I’m horrified, sickened and bewildered in equal measures about the modern slavery revelations and recent prosecutions in the Midlands. Apart from the appalling fact that this is going on here in the UK, it concerns me that so many of us are unwittingly complicit by shopping at our local supermarkets. How can this happen in our so-called civilised society? And how can companies, of any type, deny responsibility if their suppliers are using slave labour?
What is thought to be the UK’s biggest human trafficking gang had slaves working on farms which supply supermarkets such as Waitrose, M&S, Tesco, Asda and Sainsbury’s. If you think your life is untouched by the misery of these poor people’s existence, then think again. The person who picked and packed your supermarket spring onions or mushrooms, for example, could well have been a modern day slave.
This is the part I find so hard to believe. We live in a country that ties itself up in red tape. We’re constantly tripping over quality standards. Businesses are subjected to form-filling and legislation nightmares. And it all seems to be for nothing when you read about something like this.
A Times investigation says there is no suggestion that the supermarkets and companies involved were complicit in any wrong-doing, and that’s really what I find so hard to understand. This isn’t just the Nina & Co. team having another pop at the supermarkets. I firmly believe in ethical business practices. It doesn’t matter if you are a supermarket, a butcher, a baker or a candlestick maker, surely, being responsible for your work force and people’s welfare is a top priority.
I’ve tried to find more about the supermarkets’ involvement without success. I understand from the news reports that these slave masters are sophisticated and many of the people employed appeared to come from reliable and ethical sources.
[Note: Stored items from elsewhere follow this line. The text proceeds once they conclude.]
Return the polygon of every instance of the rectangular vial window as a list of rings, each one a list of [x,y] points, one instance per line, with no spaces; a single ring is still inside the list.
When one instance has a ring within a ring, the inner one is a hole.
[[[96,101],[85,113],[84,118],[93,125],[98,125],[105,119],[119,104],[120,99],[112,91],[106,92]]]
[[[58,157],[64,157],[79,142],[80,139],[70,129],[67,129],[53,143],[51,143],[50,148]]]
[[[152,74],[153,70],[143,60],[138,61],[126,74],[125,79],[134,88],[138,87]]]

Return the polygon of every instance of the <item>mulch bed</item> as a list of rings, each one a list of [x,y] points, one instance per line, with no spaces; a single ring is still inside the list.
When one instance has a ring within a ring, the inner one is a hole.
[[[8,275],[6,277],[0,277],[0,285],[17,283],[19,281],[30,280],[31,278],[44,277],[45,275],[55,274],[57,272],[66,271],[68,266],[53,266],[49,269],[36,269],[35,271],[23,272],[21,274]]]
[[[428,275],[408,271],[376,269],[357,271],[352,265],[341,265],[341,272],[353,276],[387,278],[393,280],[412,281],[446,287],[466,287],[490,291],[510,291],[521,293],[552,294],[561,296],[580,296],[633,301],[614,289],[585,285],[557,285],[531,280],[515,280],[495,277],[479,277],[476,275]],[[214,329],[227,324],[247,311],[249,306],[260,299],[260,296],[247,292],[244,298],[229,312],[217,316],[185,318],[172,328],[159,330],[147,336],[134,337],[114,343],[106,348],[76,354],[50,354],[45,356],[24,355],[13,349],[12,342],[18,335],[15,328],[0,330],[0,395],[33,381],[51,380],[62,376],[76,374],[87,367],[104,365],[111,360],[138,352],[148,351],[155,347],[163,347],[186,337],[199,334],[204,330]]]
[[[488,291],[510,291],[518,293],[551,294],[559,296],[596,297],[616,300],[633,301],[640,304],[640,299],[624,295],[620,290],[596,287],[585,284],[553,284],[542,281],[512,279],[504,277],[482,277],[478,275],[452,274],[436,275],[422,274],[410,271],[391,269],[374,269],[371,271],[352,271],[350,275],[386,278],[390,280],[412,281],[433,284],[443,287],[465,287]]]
But as an employer myself, I am bemused as to why there were seemingly no clues to these people’s plight. Am I naive in thinking they all gave the appearance of living full and happy lives? Why were the farms and other companies who employed these people oblivious to their situation? Frankly, I think there is a lot of complicitness going around and I think all the companies involved must share the blame. There should be an investigation and if they haven’t complied with the law, then they should be prosecuted too.
Each of the supermarkets mentioned in the news reports have modern slavery policies and statements, as required under the Modern Slavery Act of 2015. In light of these prosecutions, this sounds like lip service and a box ticking exercise, at best. What about their procedures and processes? Don’t supermarkets check their suppliers to ensure this doesn’t happen… can’t happen? Follow the links below to read their official lines on slavery. You’ve probably already clicked on the other links which demonstrate how they’ve failed.
Waitrose’s latest policy issued in 2019 starts by saying ‘This statement has been published in accordance with the Modern Slavery Act 2015. It sets out the steps taken by John Lewis plc and other relevant group companies during the year ending 26th January 2019 to prevent modern slavery and human trafficking in its business and supply chains.’
Asda says ‘The fact that modern slavery exists anywhere in the world in 2019 is unacceptable, and at Asda we’re determined to do everything we can to identify and address it within our business processes and supply chain.’
Marks & Spencers’ policy states ‘This statement has been published in accordance with the Modern Slavery Act 2015. It sets out the steps taken by Marks and Spencer Group plc and other relevant group companies (“M&S”) during year ending 31st March 2018 to prevent modern slavery and human trafficking in its business and supply chains.’
Tesco’s modern slavery document says ‘The UK Modern Slavery Act 2015 requires businesses to state the actions they have taken during the financial year to ensure modern slavery is not taking place in their operations and supply chains. Tesco is fully committed to playing our part in eradicating modern slavery. We firmly support transparency and collaboration to eliminate the risks of modern slavery.’
Sainsbury’s assure us that ‘We want to make sure everyone in our supply chains is treated fairly, in Britain and around the world.‘
It’s interesting and telling that the Waitrose and M&S policies start with exactly the same wording. Was this a cut-price BOGOF offer from a box-ticking statement writer instead of a carefully thought-out commitment?
It’s clear from the reports that we all have to be vigilant. The National Crime Agency says around 13,000 people are affected by slavery in the UK. In 2017, 130 people were prosecuted under the Modern Slavery Act. Some 5,000 people have been supported by the Slavery National Referral Mechanism and even worse, over 2,000 of these were children. These people are being ‘employed’ by companies across the UK. They live in our streets and in our towns and we must try to do our bit to stamp out this evil practice.
There are a great many organisations working to prevent human trafficking and slavery. You’ll find information on spotting the signs on the Salvation Army website and the Hope for Justice site. Please read them and if you suspect someone is a victim of this barbaric trade, report it.
I can only hope, as this story continues to unfold, that the supermarkets and their suppliers have the guts and the honesty to do something about it and stop writing meaningless statements they don’t enforce. This is about human life – not lip-service. No matter how far down the food chain it is, there is no shirking this responsibility.